Yeni Üyelik
7.
Bölüm

~7.Bölüm~

@m.yaprak_epli

Ellerimdeki poşetleri yere bırakıp çantamdan anahtarımı çıkardım. Kapıyı açtıktan sonra besmele çekip içeri girdim. Ev bomboş olduğu için ayak seslerim hafif bir yankı yapmıştı. Poşetleri alıp mutfağa geçtim. İçlerinde tamamen temizlik ürünleri vardı. Evet, bugün temizlik yapmak için erkenden otelden çıkmıştım. Annem sabahın nurunda arayıp "Hâlâ uyuyor musun İclal? Çabuk eve git ve temizliğe başla kızım. İkindiye minibüs gelir. Anca bitirirsin. Hadi kalk kalk!"dediğinden beri sabah namazının ardından alışverişe çıkmış ve temizlik ürünleri alıp gelmiştim.


Evi dolaştıktan sonra önce bütün pencereleri açıp her yeri havalandırdım. Gidip ellerimi yıkayıp temizliğe başlayacaktım ki kapı çaldı. Allah Allah, bu saatte kim olabilirdi ki?

Kapıyı açıp baktığımda tesettürü ile gözlerimi kamaştıran üç hanım çıktı karşıma.

"Selamün aleyküm?"dediler hep birden coşkuyla.

"Ve aleyküm selam?"

"Duyduğumuza göre apartmanımıza yeni taşınmışsınız. Apartmana girişte ellerinizde temizlik ürünleri gördük de yardıma gelelim dedik."diye gülümsedi en öndeki güzel kadın.

Allah'ım ben rüya mı görüyorum yoksa halüsinasyon mu? Asr-ı Saadet'ten fırlamış mümine hanımlar gelmiş bana yardım etmek istiyor.

"Çok teşekkür ederim, çok düşüncelisiniz ama zahmet vermeyeyim. Ben tek başıma da halledebilirim."diye bir açıklamada bulundum hâlâ şaşkınlık içinde.

"Biz yeni taşınsaydık siz yardıma gelmeyecek miydiniz yani?"dedi diğer bir hanım.

"Tabi ki gelirdim. O nasıl söz?"

"Ya seninki nasıl söz kardeşim? Kendin yardıma gelirsin de bizi hayırdan mahrum etmek niye?"dedi en sonuncusu gülerek.

Yok yok, ben kesin rüyamda Asr-ı Saadet'e düştüm de o yüzden bu kadar güzel bu rüya. Başka açıklaması yok çünkü bunun.

"Ama ben..."

"Aması falan yok.

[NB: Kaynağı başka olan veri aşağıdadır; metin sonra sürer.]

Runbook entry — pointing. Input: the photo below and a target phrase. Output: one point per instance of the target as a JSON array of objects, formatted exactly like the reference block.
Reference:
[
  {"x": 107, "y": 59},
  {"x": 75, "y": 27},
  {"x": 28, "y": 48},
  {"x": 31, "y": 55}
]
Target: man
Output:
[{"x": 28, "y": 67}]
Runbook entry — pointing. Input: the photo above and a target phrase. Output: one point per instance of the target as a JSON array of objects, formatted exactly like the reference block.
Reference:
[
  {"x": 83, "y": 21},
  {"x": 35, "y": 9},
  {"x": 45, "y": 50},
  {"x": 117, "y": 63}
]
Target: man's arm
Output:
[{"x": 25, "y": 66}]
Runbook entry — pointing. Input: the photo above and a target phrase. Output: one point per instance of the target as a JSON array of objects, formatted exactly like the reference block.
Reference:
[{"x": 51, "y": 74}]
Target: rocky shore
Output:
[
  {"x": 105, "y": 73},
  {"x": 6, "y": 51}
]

Peygamber Efendimiz (SAV) müminleri kardeş ilan ettikten sonra sen kimsin de bizi hayırdan mahrum ediyorsun?"dedi en öndeki şakayla karışık konuşarak.

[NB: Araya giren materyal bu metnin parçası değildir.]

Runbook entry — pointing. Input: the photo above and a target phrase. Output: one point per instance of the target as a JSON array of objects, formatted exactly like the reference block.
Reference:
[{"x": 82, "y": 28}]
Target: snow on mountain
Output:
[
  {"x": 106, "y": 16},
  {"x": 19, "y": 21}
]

Gözlerimden bir damla yaş düşmesine engel olamadım. Boğazım düğümlenmişti. Onlar bu halimi görünce yanlış anladılar tabi.

"Biz... Biz çok özür dileriz kardeşim. Amacımız seni üzmek değildi. Evin temizliğini tek başına yapmak senin çok ağır olur, bu yüzden biz de yardıma gelelim dedik."

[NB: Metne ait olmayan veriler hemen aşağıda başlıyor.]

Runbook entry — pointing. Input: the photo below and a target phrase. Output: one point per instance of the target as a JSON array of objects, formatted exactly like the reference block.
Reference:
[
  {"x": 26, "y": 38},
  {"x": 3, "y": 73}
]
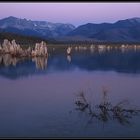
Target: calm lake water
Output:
[{"x": 38, "y": 96}]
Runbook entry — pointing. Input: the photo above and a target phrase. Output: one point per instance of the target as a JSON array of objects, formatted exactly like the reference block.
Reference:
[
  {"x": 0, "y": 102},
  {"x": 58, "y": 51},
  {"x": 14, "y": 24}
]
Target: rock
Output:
[{"x": 40, "y": 49}]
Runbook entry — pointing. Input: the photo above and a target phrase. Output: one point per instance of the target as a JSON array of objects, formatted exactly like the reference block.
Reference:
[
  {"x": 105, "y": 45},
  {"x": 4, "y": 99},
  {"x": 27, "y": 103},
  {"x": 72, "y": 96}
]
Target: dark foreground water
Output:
[{"x": 41, "y": 97}]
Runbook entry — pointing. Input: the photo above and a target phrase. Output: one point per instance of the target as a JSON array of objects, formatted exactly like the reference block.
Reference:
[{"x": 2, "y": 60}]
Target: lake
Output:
[{"x": 90, "y": 93}]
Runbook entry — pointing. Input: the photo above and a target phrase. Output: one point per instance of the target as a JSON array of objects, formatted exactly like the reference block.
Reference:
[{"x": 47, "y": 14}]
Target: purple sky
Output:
[{"x": 74, "y": 13}]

"Hayır hayır. Beni yanlış anladınız. Sizin bahsettiğiniz sebeplerden ötürü ağlamıyorum. Ağlama sebebim, hep bu anları özlemem, hayal etmem ve iple çekmemden dolayıdır. Ben böyle sahneleri hep kitaplarda, Asr-ı Saadet'te okudum. Şimdi aynısını yaşayınca duygulandım hanımlar, kusura bakmayın."

Onlar da duygulanmıştı.

"Ah canım kardeşim benim. Sendeki nasıl bir ihlas ki hemen gözlerin yaşardı? MaşaAllah, tebrik ediyorum seni."

"Estağfurullah. Özür dilerim, sizi kapıda bekletiyorum kaç dakikadır. Lütfen içeriye buyurunuz."deyince içeri geçtik.

"Bu arada ben Özgül. Arkadaşlarım da Ayşegül ve Yıldız."

"Çok memnun oldum. Ben de İclal. Kusura bakmayın, evde hiç eşya yok. Sizi ayakta bekletiyorum."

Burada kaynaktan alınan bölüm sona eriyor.